First query alone produces expected results—col_1 and col_2 have the computed values from your aggregates as you intended.
When we add the union, suddenly all of the col_2 values from the first (top) part are showing as 3485.0000, which corresponds to the user_id value 3485 found in your data (remember, one user has id 3485).

This typically occurs because LIMIT with ORDER BY inside a subquery/derived table that is then unioned is not guaranteed to be executed as expected; MySQL (and some other RDBMSs) will remove or ignore the ORDER BY/LIMIT inside the union branch unless you wrap it in a derived/inline view or subquery.

Most RDBMSs ignore the ORDER BY ... LIMIT 5 within the union member unless you are using a subquery.
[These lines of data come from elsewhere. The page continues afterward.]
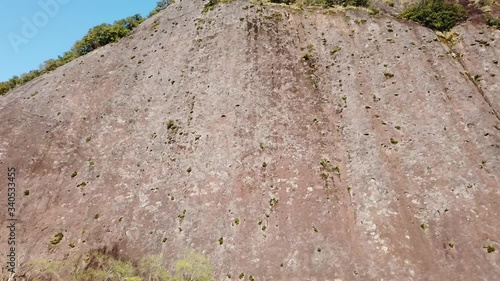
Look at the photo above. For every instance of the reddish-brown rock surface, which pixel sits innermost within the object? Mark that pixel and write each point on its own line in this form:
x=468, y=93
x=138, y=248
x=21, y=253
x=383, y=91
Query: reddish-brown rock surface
x=346, y=147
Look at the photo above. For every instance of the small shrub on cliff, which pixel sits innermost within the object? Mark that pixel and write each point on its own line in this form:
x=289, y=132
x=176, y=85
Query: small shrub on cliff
x=436, y=14
x=493, y=22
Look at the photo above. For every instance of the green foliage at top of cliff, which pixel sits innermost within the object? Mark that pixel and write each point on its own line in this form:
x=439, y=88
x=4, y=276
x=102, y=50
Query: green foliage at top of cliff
x=436, y=14
x=96, y=37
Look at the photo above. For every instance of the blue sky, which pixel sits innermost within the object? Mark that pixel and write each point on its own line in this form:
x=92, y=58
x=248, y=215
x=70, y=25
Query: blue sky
x=55, y=26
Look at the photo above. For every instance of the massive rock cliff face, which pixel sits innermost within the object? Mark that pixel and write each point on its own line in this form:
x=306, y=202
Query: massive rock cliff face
x=282, y=144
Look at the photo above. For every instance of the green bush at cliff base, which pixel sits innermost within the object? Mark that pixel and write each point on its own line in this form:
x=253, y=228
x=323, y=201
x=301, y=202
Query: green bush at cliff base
x=436, y=14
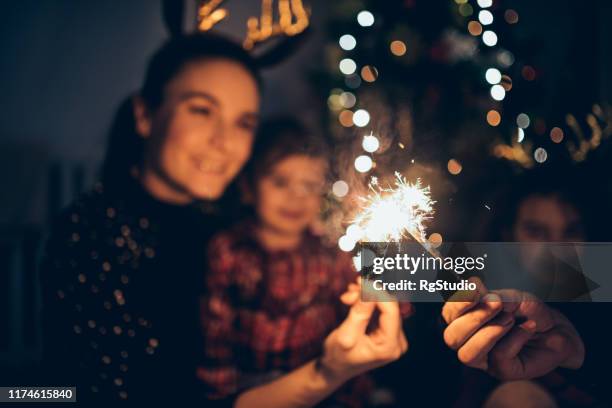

As a result, you end up with seemingly "garbage" (unexpected) values, or (often) you see an artifact of the optimizer re-ordering or substituting values as it processes the union. 

But that's not the main cause of your col_2 issue here. 

Core Issue is "Ambiguous Aliases + Column Promotion"

If you run the query without a wrapping SELECT, the first query performs aggregate calculations and returns those as col_1 and col_2. 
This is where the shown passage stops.